La minaccia di stupro ai danni di una inquilina a Casalbruciato si sposa perfettamente con un decreto che commina multe a chi salva vite in mare: entrambe sono riconducibili al salvinismo emergente. Sono due pezzi dello stesso mosaico, che rappresenta il nuovo tessuto ideologico della Lega, che cessa di essere un partito in rappresentanza di interessi egoistici di una parte del paese e si candida a collettore del nuovo fascismo.
Però trasferire questa immondizia sul piano della proposta politica di governo è difficile. Attesa l’evidente difficoltà di costruire una alleanza di governo in assenza di un sodalizio politico, il leader leghista ha scelto di concentrare la propria iniziativa all’interno del campo della destra. Ma è proprio quel campo che si rivela ostico alla politica di annessione leghista. Fatica, ad esempio, a cannibalizzare il partito della Meloni e semmai, dal punto di vista ideologico, é Fratelli d’Italia che condiziona la Lega e non viceversa. A questo si aggiunga che le contraddizioni tra le diverse forze che compongono l’area del neofascismo non favoriscono il rassemblement sotto un unico duce.

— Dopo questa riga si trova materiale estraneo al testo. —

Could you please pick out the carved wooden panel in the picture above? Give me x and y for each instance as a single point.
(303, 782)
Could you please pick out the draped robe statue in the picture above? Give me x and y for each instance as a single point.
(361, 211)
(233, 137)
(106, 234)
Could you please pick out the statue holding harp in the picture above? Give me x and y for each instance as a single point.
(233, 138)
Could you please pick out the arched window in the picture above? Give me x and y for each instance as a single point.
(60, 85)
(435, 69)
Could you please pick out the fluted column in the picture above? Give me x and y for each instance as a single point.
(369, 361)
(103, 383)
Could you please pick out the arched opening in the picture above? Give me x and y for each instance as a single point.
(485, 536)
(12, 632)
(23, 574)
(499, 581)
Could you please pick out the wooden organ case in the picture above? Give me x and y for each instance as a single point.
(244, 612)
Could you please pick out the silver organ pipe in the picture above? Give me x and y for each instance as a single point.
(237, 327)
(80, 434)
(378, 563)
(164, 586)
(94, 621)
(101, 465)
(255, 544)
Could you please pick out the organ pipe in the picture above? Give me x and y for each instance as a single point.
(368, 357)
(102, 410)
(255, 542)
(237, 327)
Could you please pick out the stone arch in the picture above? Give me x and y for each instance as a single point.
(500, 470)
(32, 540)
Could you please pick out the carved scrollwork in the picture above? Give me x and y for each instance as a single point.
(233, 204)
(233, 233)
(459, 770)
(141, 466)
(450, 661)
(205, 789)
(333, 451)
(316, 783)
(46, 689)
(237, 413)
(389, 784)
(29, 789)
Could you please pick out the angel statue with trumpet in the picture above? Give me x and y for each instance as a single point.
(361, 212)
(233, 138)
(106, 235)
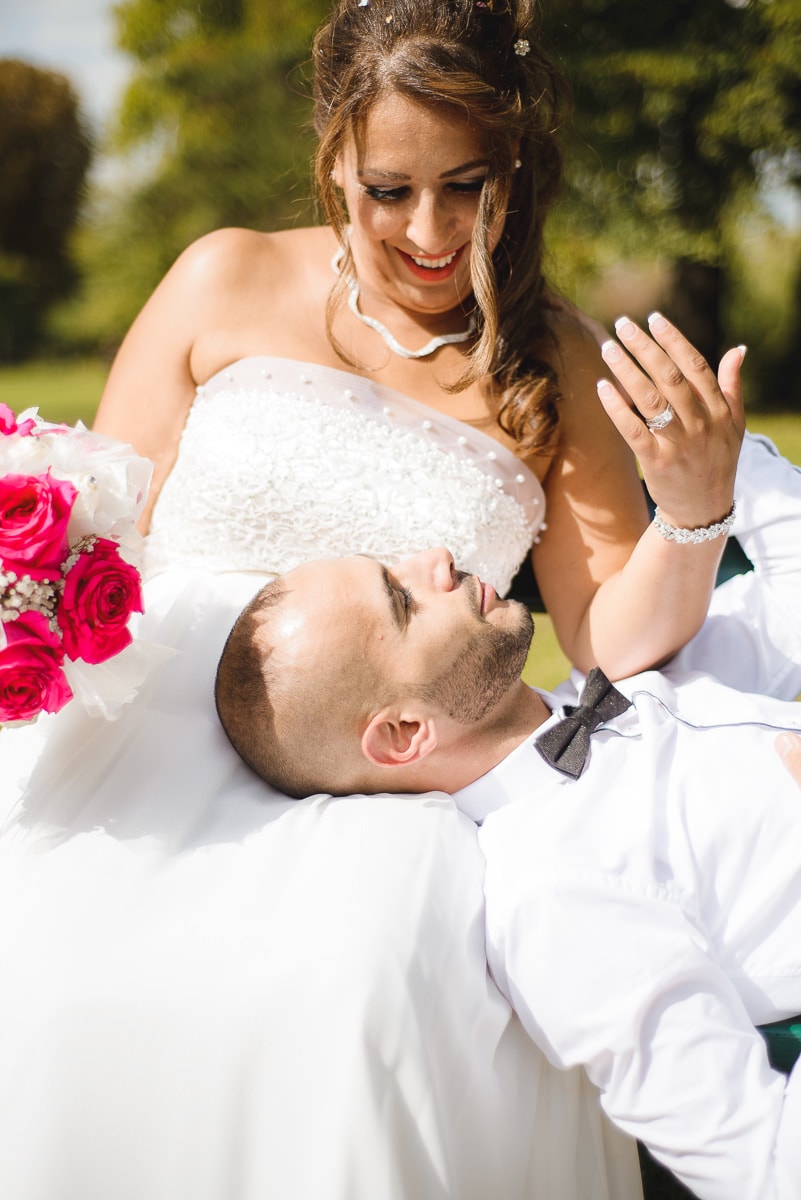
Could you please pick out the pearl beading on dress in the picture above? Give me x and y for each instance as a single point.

Quanto a Forza Italia, la situazione è ancor più difficile. Salvini, com’è noto, aspetta con trepidazione la scomparsa fisica di Silvio Berlusconi per tentare di appropriarsi del suo elettorato. Ma l’ostilità di buona parte del personale politico del partito di Berlusconi non è un mistero. Inoltre, l’elettorato della destra liberale si compone di esponenti politici, forze economiche e rappresentanze sociali di tutto rispetto, che si trovano in estremo imbarazzo (quando non in aperta opposizione) a sposare tesi repubblichine e a riconoscere in un personaggio privo di credibilità e concretezza il loro leader.
Persino nel suo stesso partito ci sono diverse sofferenze interne, principalmente rappresentate dal suo gruppo dirigente più noto, che si riconosce nelle posizioni dei due governatori di Veneto e Lombardia, Zaia e Maroni. La stessa base sociale della Lega, sebbene possa identificarsi nelle volgarità sui gay, nell’odio verso le donne libere e nel rifiuto xenofobo, aveva aspettative ben diverse da un governo guidato da Salvini. Devolution, Flat tax e comunque riforma del fisco, abolizione della Legge Fornero, sostegno al modello di export del Nord, uscita dall’Europa, considerata un cappio per un’idea darwiniana di sviluppo socio-economico propria dei teorici della Padania: questo e non redditi di cittadinanza era ciò che il Nord leghista attendeva.
Invece Salvini ha prodotto solo una serie interminabile di felpe per ogni evento e di bocconi ad ogni tipo di cibo, non riuscendo a condurre in porto nessuna delle sue promesse economiche, altro che i barconi. Ma non si è trattato di un errore, dello scambio tra promesse e fatti; è proprio l’impossibilità evidente di governare con la semplificazione idiota e discriminatoria una società di massa ed una delle principali economie del mondo che rende Salvini un prodotto inutile per i suoi stessi amici. Non a caso ieri ha lanciato l’allarme ai suoi elettori, affermando che “il 26 maggio sarà un referendum su di noi”.
Al momento, più che coagulare l’intero fronte della destra, Salvini sembra propiziare le condizioni per una nuova saldatura dell’antifascismo, inteso come denominatore comune di civiltà. Persino in un campo ridotto male come quello dell’opposizione che, pur con tutte le sua peculiarità e anime ideologiche diverse, avverte però l’urgenza dell’uscire dal silenzio.